This week I decided that I wanted to setup a local AI on my desktop which has a NVIDIA 3090ti, 32GB DDR4 and an Intel i9-13900k running Fedora Workstation. My plan is to run this on my website which is now reachable at chatbot.svatantrata.net using a cloudflare tunnel. In addition to that I will be giving the AI models internet access using SearXNG so that I don’t need an API from another browser. This was my plan in ordered steps:

  • Step 1: Create a Podman network for my pods. Podman uses Docker commands but runs more efficiently when using Fedora Workstation.
  • Step 2: Install Ollama and OpenWebUI onto my desktop. This is to have the models running.
  • Step 3: Pull a 7B model to my computer. On my desktop this should be near instant reference and I can pinpoint any issues.
  • Step 4: Fix GPU passthrough problems. The model ran on CPU and RAM at first making it very slow so I had to fix the GPU issue.
  • Step 5: Install SearXNG. Preparing the web browser for the AI.
  • Step 6: Allow JSON format on SearXNG. The AI requires this to do “web searches.”
  • Step 7: Connect and test internet access. Making sure everything works.
  • Step 8: Create the tunnel and token. Using the cloudflare zero trust dashboard I needed to make the tunnel for my site and get the token.
  • Step 9: Connect tunnel and test. Connected the tunnel to my network and tested it on a network apart from my and it functioned.
  • Step 10: Add peers. For the moment I added one of my friends to the list since he wants to use my locally run models.

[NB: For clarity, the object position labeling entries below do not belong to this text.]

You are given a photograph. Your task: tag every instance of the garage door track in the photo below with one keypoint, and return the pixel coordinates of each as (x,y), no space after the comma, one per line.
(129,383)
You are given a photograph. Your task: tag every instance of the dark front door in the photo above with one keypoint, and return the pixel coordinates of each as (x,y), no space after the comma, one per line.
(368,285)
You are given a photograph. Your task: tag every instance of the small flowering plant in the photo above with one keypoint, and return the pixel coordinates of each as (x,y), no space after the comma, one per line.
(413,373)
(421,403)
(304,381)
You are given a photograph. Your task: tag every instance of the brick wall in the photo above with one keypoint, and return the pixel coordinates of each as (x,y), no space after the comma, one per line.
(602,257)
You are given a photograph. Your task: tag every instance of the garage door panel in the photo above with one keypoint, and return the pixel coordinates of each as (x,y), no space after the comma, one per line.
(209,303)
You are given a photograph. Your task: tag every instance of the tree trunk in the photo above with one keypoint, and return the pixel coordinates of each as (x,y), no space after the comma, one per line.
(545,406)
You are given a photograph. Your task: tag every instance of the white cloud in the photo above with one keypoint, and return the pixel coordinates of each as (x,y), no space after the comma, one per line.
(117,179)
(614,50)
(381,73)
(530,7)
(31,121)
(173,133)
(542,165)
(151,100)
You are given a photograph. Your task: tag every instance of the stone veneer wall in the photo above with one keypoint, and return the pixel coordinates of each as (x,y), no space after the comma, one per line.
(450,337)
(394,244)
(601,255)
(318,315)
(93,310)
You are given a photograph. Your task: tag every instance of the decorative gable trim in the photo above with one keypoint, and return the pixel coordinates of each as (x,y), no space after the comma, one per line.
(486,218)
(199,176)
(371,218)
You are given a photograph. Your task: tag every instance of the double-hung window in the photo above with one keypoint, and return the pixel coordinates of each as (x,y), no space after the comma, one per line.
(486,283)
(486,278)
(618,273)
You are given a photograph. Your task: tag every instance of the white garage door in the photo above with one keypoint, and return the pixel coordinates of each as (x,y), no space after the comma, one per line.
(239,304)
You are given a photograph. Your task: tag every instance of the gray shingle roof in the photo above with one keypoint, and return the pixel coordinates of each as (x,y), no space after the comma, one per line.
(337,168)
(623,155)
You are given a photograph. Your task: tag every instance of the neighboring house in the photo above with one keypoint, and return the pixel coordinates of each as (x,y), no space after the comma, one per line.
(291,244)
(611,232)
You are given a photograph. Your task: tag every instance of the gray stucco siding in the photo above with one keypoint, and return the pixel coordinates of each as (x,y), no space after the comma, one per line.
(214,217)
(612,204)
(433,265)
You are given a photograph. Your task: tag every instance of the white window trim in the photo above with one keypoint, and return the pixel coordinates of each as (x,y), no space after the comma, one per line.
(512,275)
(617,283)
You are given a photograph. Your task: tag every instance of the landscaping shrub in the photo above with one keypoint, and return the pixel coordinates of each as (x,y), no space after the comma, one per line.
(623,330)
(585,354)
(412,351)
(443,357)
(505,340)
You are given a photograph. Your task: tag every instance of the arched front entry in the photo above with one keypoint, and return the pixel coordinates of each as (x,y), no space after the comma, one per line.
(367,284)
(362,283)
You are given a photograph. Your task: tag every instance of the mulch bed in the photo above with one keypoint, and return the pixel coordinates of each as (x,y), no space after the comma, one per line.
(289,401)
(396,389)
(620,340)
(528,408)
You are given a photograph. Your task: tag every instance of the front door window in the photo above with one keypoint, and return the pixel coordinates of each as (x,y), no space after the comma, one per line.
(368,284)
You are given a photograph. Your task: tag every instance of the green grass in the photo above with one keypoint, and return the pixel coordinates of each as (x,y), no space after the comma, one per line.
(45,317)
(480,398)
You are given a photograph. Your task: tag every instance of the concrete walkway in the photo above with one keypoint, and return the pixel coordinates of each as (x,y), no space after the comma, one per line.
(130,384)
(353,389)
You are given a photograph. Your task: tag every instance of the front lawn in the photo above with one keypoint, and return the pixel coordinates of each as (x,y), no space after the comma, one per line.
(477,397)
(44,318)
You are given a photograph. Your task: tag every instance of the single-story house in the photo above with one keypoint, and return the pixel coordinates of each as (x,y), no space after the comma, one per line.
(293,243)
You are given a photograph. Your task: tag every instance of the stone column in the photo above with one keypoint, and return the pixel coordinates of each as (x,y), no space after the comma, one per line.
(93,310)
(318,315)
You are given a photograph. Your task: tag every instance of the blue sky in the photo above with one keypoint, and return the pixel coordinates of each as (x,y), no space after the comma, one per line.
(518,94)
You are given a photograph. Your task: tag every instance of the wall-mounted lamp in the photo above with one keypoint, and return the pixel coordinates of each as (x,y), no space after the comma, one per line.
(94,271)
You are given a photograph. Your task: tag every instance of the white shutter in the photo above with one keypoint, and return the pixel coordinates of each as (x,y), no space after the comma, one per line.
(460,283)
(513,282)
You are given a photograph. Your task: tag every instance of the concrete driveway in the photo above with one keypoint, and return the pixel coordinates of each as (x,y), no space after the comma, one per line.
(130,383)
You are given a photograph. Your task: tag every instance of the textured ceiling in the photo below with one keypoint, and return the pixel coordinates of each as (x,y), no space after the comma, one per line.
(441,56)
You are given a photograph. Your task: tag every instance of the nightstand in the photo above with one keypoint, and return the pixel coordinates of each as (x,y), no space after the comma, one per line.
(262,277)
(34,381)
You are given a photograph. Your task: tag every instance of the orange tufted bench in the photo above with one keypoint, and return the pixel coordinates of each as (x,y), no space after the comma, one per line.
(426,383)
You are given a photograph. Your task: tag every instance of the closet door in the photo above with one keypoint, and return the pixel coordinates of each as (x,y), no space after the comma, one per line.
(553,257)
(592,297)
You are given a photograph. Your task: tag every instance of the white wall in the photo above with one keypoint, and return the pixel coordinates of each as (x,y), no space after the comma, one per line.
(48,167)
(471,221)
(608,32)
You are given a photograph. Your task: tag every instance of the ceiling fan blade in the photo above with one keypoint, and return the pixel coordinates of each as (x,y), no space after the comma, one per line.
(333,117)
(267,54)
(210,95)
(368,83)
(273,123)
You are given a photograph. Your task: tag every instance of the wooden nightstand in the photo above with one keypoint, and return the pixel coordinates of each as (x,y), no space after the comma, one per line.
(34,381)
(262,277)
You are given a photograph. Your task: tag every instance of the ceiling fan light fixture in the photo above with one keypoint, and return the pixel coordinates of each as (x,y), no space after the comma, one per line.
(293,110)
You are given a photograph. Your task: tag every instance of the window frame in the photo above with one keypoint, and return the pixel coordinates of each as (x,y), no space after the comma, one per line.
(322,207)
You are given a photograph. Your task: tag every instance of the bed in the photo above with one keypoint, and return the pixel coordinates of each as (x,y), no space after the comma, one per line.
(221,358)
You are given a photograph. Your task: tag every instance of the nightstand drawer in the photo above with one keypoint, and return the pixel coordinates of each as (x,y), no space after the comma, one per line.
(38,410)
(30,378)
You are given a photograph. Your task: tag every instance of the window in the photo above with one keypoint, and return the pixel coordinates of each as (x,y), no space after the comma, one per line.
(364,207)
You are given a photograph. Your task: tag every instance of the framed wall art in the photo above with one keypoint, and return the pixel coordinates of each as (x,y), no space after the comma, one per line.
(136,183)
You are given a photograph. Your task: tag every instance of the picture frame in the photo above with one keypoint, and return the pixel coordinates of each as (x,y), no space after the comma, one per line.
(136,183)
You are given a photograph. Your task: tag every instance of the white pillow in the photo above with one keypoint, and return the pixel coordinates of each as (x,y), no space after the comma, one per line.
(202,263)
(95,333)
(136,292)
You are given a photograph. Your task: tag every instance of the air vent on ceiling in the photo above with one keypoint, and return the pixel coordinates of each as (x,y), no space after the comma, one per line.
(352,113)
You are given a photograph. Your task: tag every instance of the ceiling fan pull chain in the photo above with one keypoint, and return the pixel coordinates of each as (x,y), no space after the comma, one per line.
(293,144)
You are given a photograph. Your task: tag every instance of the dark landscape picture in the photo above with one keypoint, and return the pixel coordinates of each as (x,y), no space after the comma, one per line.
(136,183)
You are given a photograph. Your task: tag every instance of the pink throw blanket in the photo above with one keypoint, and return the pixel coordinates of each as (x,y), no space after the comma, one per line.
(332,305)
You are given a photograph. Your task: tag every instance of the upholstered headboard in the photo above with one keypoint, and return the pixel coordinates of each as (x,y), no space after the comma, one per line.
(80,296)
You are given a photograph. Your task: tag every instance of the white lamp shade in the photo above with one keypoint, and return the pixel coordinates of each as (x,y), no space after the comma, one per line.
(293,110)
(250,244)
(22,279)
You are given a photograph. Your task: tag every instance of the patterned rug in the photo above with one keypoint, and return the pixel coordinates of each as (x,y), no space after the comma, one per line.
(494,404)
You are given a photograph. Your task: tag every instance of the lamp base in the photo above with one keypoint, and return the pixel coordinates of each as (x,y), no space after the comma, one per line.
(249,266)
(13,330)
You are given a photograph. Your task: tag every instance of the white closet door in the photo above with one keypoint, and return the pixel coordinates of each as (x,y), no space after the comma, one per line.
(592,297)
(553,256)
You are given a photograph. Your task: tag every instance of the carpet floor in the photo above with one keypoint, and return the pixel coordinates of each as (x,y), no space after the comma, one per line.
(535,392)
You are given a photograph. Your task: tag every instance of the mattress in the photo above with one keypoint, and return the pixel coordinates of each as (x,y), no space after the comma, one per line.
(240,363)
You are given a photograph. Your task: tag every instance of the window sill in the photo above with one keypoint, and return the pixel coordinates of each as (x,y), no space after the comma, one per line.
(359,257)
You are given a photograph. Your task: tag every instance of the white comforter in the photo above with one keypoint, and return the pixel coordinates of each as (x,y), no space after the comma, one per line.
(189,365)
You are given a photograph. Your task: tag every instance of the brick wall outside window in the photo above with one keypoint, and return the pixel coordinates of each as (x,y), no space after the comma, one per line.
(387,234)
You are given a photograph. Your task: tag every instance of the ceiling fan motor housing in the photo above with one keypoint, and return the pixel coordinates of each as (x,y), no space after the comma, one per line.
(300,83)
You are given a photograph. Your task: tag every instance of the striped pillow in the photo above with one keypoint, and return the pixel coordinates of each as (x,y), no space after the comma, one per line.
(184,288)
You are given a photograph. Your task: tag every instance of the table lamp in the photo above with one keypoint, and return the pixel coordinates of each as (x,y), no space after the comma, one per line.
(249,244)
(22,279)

For the moment I installed 3 AI Assistants with the following names:

  • General AI: Llama 3 8B
  • Powerful General AI: GPT-OSS 20B
  • Powerful Coding AI: Llama 34B

These models ran very well and fast and I was impressed the 34B Coding Assistant could fit into my 24GB of VRAM on my GPU to not sacrifice speeds. Quite a bit of troubleshooting was required here but in the end everything worked as planned.